Avec Charles, hier soir, revu Picnic de Joshua Logan que je n’avais pas revisité depuis l’âge de dix ans, ou quelque chose d’approchant (il doit en rester une trace dans les fiches que j’écrivais alors, pour commenter les films ; il faudrait que j’aille rechercher cela dans mes archives). Vertige de me retrouver face à un film qui a l’air tout neuf, à force de restaurations – au point que quelqu’un qui n’en connaîtrait pas la date pourrait s’y tromper. Les couleurs sont presque aussi réalistes qu’elles le seraient aujourd’hui. Je guette ce qui, à un moment donné, va trahir l’époque, et je ne tarde pas à le trouver. Ces scènes de la vie de province, jouées comme à Broadway avec le décor naturel en plus-value, ces explications psychologiques, cette grande tirade du troisième acte de Rosalind Russell, qui dit méchamment son fait à l’homme qui ne la désire pas. 

De tout le film, seul ce personnage émerge du fond de ma mémoire. J’ai dû être sensible, jadis, à cette figure de femme vieillissante et frustrée. Elle éclipsait Kim Novak, elle avait le prestige des amours mortes. A dix ans, j’ai probablement été bouleversé par la cruauté de sa révolte, autant que je le suis ce soir, cherchant à surprendre la nature de mon émotion ancienne et à la superposer à la mienne. Cela me paraît insensé, qu’à peine vingt années se soient écoulées entre ce Picnic et le jour où je l’ai découvert, à la télévision. Ce genre de films appartenait à un Olympe très lointain. Celui-ci, en vérité, n’était pas plus loin dans le temps que ne l’est par exemple L’Arche russe. 

Cette scène où les amoureux dansent au clair de lune, je me souviens de m’en souvenir. Sans doute moins pour l’avoir vue que pour avoir revu cet extrait, plus tard, ou bien une photo dans un livre. Ce sont des débris de temps que je m’acharne à saisir, à travers ce miroir lisse. Etranger à mon trouble, Charles reçoit le film pour la première fois, comme un enfant. Il croit voir un faux raccord, dans la scène où William Holden prend dans ses bras Kim Novak. Je crains qu’il ne trouve tout cela désuet, je l’entends ironiser sur les réjouissances collectives qui sont le clou du récit, et puis rendre les armes quand la vieille fille éclate. Il trouve cela extraordinaire, il exagère. 

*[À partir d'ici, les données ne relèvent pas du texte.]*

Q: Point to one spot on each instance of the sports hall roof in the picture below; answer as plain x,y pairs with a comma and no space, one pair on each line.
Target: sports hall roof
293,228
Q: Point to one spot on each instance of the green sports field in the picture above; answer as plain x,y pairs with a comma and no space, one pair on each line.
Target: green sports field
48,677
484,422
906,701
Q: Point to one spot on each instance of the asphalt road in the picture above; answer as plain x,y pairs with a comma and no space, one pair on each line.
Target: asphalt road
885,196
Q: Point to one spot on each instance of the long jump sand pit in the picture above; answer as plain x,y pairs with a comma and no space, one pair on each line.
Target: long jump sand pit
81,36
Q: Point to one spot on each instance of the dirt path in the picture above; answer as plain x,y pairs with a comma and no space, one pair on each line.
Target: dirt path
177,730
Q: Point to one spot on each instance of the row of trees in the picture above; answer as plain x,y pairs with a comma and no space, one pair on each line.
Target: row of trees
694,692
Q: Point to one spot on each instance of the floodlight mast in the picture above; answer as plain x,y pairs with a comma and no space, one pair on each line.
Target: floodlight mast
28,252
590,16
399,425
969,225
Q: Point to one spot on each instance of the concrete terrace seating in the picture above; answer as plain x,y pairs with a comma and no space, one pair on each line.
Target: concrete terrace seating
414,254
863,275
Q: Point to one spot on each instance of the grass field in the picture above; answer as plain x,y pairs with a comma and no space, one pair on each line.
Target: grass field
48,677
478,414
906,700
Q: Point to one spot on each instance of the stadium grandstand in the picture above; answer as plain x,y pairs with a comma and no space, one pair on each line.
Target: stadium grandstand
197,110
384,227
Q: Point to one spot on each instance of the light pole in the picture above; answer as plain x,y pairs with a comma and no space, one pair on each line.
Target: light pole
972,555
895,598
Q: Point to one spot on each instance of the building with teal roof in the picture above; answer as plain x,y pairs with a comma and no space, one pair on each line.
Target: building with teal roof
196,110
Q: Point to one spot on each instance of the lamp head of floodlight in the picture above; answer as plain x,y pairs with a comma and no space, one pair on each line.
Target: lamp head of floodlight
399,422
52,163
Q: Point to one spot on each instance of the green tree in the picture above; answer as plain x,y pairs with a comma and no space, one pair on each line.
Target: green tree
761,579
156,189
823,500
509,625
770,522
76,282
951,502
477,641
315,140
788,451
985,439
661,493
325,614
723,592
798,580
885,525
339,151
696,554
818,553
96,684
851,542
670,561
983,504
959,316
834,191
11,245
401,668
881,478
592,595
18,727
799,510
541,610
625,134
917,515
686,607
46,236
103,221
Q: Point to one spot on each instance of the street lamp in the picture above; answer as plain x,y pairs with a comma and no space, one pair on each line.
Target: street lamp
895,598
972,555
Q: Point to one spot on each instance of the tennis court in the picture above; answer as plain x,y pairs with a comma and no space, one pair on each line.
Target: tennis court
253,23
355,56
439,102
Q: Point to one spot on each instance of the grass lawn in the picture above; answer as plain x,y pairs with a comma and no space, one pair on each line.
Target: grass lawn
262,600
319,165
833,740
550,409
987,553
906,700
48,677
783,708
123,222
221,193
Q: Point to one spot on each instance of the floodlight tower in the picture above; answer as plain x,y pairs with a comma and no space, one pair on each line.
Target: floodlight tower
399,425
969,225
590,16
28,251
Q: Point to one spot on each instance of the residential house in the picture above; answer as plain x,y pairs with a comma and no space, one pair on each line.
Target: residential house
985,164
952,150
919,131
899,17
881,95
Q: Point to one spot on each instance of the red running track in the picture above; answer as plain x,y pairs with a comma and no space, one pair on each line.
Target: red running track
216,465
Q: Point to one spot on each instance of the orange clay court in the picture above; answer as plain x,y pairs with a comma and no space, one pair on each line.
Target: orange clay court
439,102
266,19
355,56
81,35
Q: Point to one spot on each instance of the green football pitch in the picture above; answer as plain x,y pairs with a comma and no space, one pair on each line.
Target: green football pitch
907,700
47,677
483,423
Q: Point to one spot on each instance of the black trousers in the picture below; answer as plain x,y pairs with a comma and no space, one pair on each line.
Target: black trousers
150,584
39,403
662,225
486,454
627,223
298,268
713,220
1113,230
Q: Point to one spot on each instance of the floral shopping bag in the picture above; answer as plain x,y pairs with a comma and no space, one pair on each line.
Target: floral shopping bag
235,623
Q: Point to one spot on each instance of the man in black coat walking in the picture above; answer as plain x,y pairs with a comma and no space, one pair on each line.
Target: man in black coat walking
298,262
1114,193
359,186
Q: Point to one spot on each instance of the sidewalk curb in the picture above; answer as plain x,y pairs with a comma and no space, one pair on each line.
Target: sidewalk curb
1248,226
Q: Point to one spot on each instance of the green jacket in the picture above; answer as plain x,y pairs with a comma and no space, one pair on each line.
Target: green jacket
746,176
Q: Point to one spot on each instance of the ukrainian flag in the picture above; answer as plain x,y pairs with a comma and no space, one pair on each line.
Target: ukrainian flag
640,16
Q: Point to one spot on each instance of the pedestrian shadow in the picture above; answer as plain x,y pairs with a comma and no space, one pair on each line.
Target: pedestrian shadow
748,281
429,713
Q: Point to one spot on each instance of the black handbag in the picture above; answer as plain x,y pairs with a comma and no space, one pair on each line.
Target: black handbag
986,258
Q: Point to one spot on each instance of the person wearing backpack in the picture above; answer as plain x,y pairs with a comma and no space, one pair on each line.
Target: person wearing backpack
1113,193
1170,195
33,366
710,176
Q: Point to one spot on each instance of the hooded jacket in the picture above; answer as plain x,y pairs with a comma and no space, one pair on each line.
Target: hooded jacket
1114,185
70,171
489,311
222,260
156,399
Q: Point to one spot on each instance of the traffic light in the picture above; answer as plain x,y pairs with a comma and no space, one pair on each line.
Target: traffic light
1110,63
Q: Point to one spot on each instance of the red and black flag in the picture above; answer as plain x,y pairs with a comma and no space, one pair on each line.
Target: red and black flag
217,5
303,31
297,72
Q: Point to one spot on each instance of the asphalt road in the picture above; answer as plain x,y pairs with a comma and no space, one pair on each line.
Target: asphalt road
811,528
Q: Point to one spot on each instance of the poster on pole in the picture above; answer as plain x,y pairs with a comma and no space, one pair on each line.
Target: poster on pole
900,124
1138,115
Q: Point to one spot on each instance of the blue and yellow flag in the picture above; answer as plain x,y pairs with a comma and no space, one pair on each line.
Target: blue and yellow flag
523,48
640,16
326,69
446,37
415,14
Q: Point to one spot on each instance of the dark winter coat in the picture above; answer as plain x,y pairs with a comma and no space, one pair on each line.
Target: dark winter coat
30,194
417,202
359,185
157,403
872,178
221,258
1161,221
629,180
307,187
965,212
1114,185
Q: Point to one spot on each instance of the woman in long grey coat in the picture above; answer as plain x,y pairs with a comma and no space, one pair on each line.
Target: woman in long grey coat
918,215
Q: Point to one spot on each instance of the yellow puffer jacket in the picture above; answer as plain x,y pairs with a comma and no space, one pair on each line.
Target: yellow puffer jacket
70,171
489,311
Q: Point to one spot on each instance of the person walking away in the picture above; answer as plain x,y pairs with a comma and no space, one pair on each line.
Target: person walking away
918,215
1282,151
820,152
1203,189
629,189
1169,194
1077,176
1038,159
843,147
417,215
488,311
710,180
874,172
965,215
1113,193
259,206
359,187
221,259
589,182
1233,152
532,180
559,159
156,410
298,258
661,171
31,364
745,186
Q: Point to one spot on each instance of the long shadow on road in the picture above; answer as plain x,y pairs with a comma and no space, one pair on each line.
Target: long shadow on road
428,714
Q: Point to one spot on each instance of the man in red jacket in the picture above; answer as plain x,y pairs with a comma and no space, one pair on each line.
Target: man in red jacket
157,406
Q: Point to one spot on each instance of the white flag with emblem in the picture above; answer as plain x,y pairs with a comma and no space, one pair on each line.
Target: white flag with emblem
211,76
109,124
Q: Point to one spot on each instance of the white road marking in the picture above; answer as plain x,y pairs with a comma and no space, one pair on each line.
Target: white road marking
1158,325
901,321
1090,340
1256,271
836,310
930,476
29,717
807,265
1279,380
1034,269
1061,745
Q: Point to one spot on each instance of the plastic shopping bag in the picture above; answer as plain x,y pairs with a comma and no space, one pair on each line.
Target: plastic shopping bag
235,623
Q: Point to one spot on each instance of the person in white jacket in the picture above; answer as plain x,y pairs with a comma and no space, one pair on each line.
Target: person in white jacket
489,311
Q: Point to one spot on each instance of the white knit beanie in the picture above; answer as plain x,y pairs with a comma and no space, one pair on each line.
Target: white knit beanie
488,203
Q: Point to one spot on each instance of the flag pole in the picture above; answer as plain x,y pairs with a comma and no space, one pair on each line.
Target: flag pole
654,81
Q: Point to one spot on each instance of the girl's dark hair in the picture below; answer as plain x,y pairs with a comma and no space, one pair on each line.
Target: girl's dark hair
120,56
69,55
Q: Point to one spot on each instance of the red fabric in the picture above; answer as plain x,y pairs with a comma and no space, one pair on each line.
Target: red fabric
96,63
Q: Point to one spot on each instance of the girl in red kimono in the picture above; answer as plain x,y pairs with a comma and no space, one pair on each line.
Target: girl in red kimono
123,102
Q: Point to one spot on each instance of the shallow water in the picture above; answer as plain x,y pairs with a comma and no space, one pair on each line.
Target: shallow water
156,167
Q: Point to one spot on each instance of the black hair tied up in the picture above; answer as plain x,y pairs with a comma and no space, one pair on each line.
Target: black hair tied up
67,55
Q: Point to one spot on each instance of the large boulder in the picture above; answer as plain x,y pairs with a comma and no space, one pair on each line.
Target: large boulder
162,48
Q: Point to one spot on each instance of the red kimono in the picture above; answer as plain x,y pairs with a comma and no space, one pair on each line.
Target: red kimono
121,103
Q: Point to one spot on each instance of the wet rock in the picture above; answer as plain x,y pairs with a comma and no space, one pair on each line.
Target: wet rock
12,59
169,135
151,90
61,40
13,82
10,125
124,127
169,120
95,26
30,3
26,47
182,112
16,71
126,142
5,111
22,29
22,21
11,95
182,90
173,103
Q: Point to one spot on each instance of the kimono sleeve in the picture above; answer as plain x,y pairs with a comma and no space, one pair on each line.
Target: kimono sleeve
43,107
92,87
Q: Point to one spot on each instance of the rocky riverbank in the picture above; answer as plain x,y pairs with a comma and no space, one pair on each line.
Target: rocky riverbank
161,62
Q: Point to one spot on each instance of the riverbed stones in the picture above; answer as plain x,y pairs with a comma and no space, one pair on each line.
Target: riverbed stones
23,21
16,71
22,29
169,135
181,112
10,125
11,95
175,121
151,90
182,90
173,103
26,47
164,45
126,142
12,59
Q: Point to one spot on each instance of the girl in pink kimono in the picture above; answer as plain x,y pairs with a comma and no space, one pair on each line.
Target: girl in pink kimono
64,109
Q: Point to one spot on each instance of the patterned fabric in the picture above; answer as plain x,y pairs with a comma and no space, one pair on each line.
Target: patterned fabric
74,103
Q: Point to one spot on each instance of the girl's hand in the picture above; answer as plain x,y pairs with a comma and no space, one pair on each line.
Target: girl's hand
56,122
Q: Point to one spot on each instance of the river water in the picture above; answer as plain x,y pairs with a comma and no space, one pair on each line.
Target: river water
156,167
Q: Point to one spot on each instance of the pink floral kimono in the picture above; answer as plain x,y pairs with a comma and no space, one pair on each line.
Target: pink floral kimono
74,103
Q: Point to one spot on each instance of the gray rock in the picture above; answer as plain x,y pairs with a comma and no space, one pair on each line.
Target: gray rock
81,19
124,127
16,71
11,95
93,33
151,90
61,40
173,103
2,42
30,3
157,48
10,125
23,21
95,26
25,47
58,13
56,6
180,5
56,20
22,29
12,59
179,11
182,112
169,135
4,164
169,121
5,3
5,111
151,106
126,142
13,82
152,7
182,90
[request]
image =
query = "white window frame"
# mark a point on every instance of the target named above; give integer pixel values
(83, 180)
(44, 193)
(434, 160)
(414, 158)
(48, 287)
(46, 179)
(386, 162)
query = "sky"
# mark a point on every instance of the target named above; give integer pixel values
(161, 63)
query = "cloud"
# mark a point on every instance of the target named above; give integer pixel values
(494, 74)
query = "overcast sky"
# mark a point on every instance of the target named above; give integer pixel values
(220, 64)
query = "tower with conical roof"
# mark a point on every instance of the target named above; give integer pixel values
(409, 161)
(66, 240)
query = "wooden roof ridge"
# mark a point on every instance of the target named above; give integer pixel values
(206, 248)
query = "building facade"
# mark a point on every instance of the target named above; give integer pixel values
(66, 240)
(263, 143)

Il me fait le lendemain une analyse où prime la “tragédie” du personnage principal, vaincu par le destin. La happy end, selon lui, n’en serait pas vraiment une. D’un ton professoral, je tranche pour l’apologue libertaire, en avance de plusieurs années sur la beat generation. On regardera Bus Stop, ce soir. Je dirai à ma mère de revoir Picnic. Ca continue.